Lantas bagaimana sejarah Singkawang? Kota Singkawang terkesan kota kembar (sister city) dengan Kota Padang Sidempuan (ibu kota kabupaten Tapanuli Selatan). Dua kota ini mendapat status Kota pada tahun 2001. Tentu saja tidak hanya itu, di kabupaten Tapanuli Selatan terdapat nama kota pantai yang dikenal sejak dulu dengan nama Singkuwang (hanya beda satu huruf u). Lantas apakah ada kaitannya antara Singkawang dan Singkuwang? Seperti kata ahli sejarah tempo doeloe, semuanya ada permulaan. Untuk menambah pengetahuan dan meningkatkan wawasan sejarah nasional, mari kita telusuri sumber-sumber tempo doeloe.
Singkawang di Pantai Barat Borneo dan Singkuwang di Pantai Barat Sumatra
Sambas sudah ada sejak lama. Menurut satu sumber pada tahun 1407 sudah ada komunitas Islam di Sambas, komunitas Islam yang berasal dari Tiongkok. Komunitas ini menjadi penting ketika Laksamana Haji Sam Po Bo menjadi Gubernur di Nang King pada era Dinasti Ming (1368-1645). Laksamana Haji Sam Po Bo kemudian menjadi Gubernur di Nan Yang (Asia Tenggara) menjadikan nama Sambas juga penting. Pada era inilah awal pengembangan Islam di Jawa (setelah berakhirnya Madjapahit). Singkat kata: Sambas bukanlah kota baru, tetapi terbilang kota kuno. Haji Sam Po Bo juga dikenal sebagai Cheng Ho.
Pada era Hindoe di pulau Kalimantan sudah terbentuk dua kerajaan yakni Nagara dan Koti. Kerajaan Nagara diduga berada di pantai selatan dan kerajaan Koti di pantai timur (Koetai). Pada tahun 1299 didirikan Kesultanan Aroe di sungai Baroemoen (Padang Lawas, Tapanuli Selatan). Kesultanan Aroe memiliki hubungan yang baik pada era Dinasti Ming (1368-1645). Pada 1336-1361 Kesultanan Aroe di Sumatra (Islam) memiliki armada laut di bawah komando Hang Tuah dan Hang Lekir yang head to head dengan Gajah Mada dari Madjapahit di Jawa (Hindoe).

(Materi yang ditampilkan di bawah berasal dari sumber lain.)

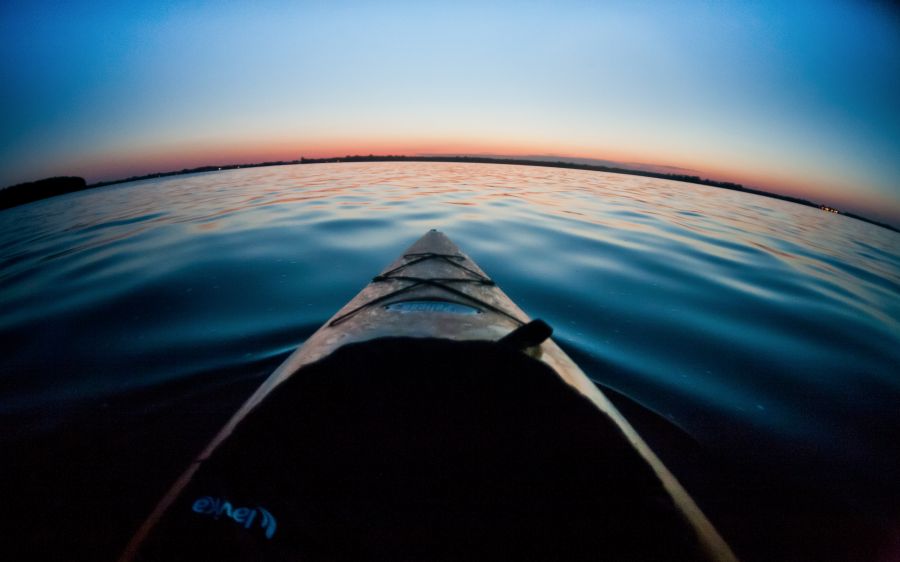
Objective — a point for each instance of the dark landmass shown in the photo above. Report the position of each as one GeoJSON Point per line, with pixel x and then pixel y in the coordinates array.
{"type": "Point", "coordinates": [41, 189]}
{"type": "Point", "coordinates": [32, 191]}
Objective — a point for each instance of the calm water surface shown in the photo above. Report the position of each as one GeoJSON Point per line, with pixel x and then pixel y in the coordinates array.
{"type": "Point", "coordinates": [756, 342]}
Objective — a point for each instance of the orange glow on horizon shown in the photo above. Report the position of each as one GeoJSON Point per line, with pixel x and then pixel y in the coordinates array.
{"type": "Point", "coordinates": [136, 161]}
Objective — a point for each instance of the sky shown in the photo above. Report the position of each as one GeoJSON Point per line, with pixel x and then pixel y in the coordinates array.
{"type": "Point", "coordinates": [800, 98]}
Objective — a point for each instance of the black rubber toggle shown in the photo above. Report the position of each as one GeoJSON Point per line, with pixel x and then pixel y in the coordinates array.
{"type": "Point", "coordinates": [529, 335]}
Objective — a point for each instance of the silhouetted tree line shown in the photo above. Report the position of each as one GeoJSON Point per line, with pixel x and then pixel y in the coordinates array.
{"type": "Point", "coordinates": [41, 189]}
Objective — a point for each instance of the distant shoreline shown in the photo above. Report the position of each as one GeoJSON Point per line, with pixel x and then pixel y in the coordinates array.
{"type": "Point", "coordinates": [18, 194]}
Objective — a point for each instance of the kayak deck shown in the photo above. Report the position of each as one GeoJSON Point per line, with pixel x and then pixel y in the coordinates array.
{"type": "Point", "coordinates": [408, 428]}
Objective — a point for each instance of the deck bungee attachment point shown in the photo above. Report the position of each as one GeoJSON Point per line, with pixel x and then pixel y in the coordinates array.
{"type": "Point", "coordinates": [419, 433]}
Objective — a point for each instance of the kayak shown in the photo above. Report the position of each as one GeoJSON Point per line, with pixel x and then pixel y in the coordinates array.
{"type": "Point", "coordinates": [429, 419]}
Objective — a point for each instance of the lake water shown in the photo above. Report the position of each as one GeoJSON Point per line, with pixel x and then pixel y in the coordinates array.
{"type": "Point", "coordinates": [755, 342]}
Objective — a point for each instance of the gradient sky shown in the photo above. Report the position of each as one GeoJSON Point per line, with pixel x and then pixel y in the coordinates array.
{"type": "Point", "coordinates": [801, 98]}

Tidak diketahui secara pasti apakah penyebaran agama Islam ke pantai selatan atau pantai timur Kalimantan berasal dari Jawa atau dari pantai barat Kalimantan.Sebelum pengaruh Islam dari Tiongkok, agama Islam di Sumatra bagian utara dan Malaka sudah lebih dulu berkembang (dari Jazirah Arab) yang awalnya berpusat di Baroes (Tapanuli).
Dalam laporan Tiongkok disebutkan ada ekspedisi Tiongkok ke negeri-negeri di Samudera Barat dibawah pimpinan Laksamana Cheng Ho. Samudra Barat adalah lautan Hindia (pantai barat Sumatra). Eskpedisi ini jauh dari motif penaklukan, melainkan untuk tujuan hubungan politik internasional Tiongkok. Ekspedisi Cheng Ho ini sendiri dilakukan tujuh kali antara tahun 1405-1433) yang meliputi 20 tempat penting. Dalam laporan Ma Huan yang mengikuti ekspedisi Cheng Ho berjudul Ying Ya Sheng Lan (ditulis 1451) disebutkan bahwa Kesultanan Aru dan Kesultanan Lamuri (cikal bakal Kesultanan Aceh), raja dan semua penduduknya beragama Islam. Masih dalam laporan Tiongkok disebutkan lokasi Kerajaan Aru ini berada di muara sungai air tawar (fresh water estuary). Karakteristik sungai ini hanya sesuai dengan muara sungai Baroemoen.
Dalam tujuh kali ekspedisi Cheng Ho (1405-1433) yang meliputi 20 tempat penting diduga salah satunya adalah pelabuhan yang menghasilkan banyak kayu dan emas di pantai barat Sumatra di selatan Baros. Pelabuhan ini diduga kuat pelabuhan yang kemudian dikenal dengan nama Singkuang (kini di Tapanuli Selatan). Pada saat ini jika memperhatikan peta satelit, kota Singkuang (kabupaten Tapanuli Selatan) dan kota Singkawang (kabupaten Sambas) entah kebetulan berada pada garis lintang utara yang sama.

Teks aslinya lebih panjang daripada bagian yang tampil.